Years after the Great Recession, the U.S. economy is still struggling.
The unemployment rate has been stubbornly high, although it has crept in the right direction after hitting a peak of 10 percent in October 2009.
The most recent figures were released last week, showing the national rate dropped three-tenths of a point in November, to 7.0 percent.
Pennsylvania's rate was slightly higher, at 7.3 percent, while the York-Hanover rate dropped to 6.9 percent - the lowest since February 2009.
Still, all of these figures are well below the 4 percent to 6 percent most economists say signal a healthy economy.
This was no ordinary recession, which is why in 2008 Congress stepped in to extend federal unemployment benefits for up to 99 weeks for those still struggling to find work.

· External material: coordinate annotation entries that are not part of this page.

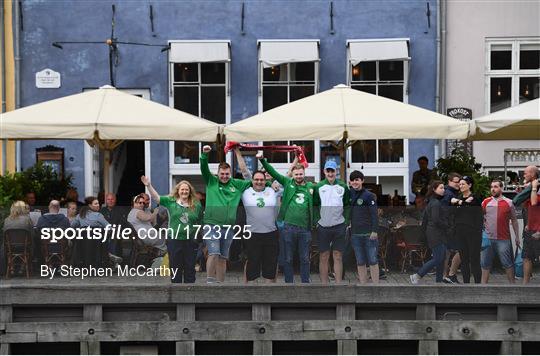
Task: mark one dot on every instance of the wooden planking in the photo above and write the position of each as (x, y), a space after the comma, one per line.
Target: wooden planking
(509, 313)
(232, 294)
(274, 330)
(346, 312)
(91, 344)
(48, 314)
(263, 313)
(139, 313)
(427, 312)
(184, 313)
(304, 312)
(6, 316)
(223, 313)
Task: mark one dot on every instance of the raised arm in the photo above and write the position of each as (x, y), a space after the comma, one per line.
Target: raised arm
(280, 178)
(205, 170)
(242, 164)
(144, 216)
(515, 225)
(295, 162)
(534, 192)
(146, 181)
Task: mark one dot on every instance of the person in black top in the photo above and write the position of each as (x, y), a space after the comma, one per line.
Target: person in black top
(451, 191)
(364, 227)
(436, 227)
(468, 219)
(422, 177)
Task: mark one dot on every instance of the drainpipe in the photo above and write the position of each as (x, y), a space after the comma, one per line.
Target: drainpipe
(3, 88)
(440, 90)
(17, 54)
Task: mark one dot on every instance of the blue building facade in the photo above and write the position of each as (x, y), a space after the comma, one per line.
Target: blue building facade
(244, 26)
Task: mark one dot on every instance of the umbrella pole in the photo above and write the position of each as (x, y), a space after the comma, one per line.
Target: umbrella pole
(220, 146)
(106, 169)
(342, 156)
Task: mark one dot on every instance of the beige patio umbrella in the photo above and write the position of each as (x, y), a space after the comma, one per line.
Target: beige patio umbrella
(343, 113)
(105, 117)
(521, 122)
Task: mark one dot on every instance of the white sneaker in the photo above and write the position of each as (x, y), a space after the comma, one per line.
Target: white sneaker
(115, 259)
(211, 280)
(415, 278)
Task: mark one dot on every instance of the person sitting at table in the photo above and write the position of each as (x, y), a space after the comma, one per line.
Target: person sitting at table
(19, 218)
(90, 216)
(53, 219)
(71, 210)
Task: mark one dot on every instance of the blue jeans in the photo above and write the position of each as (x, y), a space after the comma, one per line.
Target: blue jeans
(281, 257)
(292, 236)
(437, 261)
(503, 248)
(182, 257)
(218, 240)
(365, 249)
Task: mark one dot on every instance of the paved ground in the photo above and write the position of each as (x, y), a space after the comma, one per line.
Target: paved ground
(392, 278)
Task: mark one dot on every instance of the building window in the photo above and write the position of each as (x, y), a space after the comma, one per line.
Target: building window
(384, 78)
(199, 77)
(199, 89)
(513, 72)
(284, 79)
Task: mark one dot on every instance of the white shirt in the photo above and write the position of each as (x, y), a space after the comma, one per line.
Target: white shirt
(261, 209)
(331, 205)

Although things are by no means back to normal, federal lawmakers allowed that lifeline to expire at the end of the year.
As a result, 1 .3 million people lost their long-term unemployment benefits, and another 3.5 million who would have been eligible in 2014 will be denied the aid.
The effort was led by Republicans, whose main argument seems to be these Americans won't fly to new jobs unless they're pushed out of the nest.
It's a cynical view and simply wrong.
Recipients are required to look for work in order to receive the benefits, which on average amount to $1,200.
What they're finding, according to a U.S. Bureau of Labor Statistics report released last month, is there are three job seekers for every opening.
The fact is long-term unemployment still is as high as it has ever been since World War II.
Not only do these benefits help people through rough times - to feed, shelter and clothe themselves and their families - they also help the nation's economic recovery.
Take away millions of Americans' lifelines, and they'll have less to spend, meaning less incentive for employers to hire.
The cycle will continue; the misery will simply be much greater.
Members of Congress are beginning to see the error of their ways, with the Senate Thursday debating an extension of long-term unemployment benefits for between three months and a year.
Although Democrats and Republicans continue to haggle over whether to make offsetting budgets cuts - and where - to pay for the extension, both sides sound optimistic a deal can be reached.
The House, where common-sense ideas tend to die, is another matter.
We can only hope members of that chamber follow suit - if not out of compassion for fellow Americans in a time of need, then for the good of the country.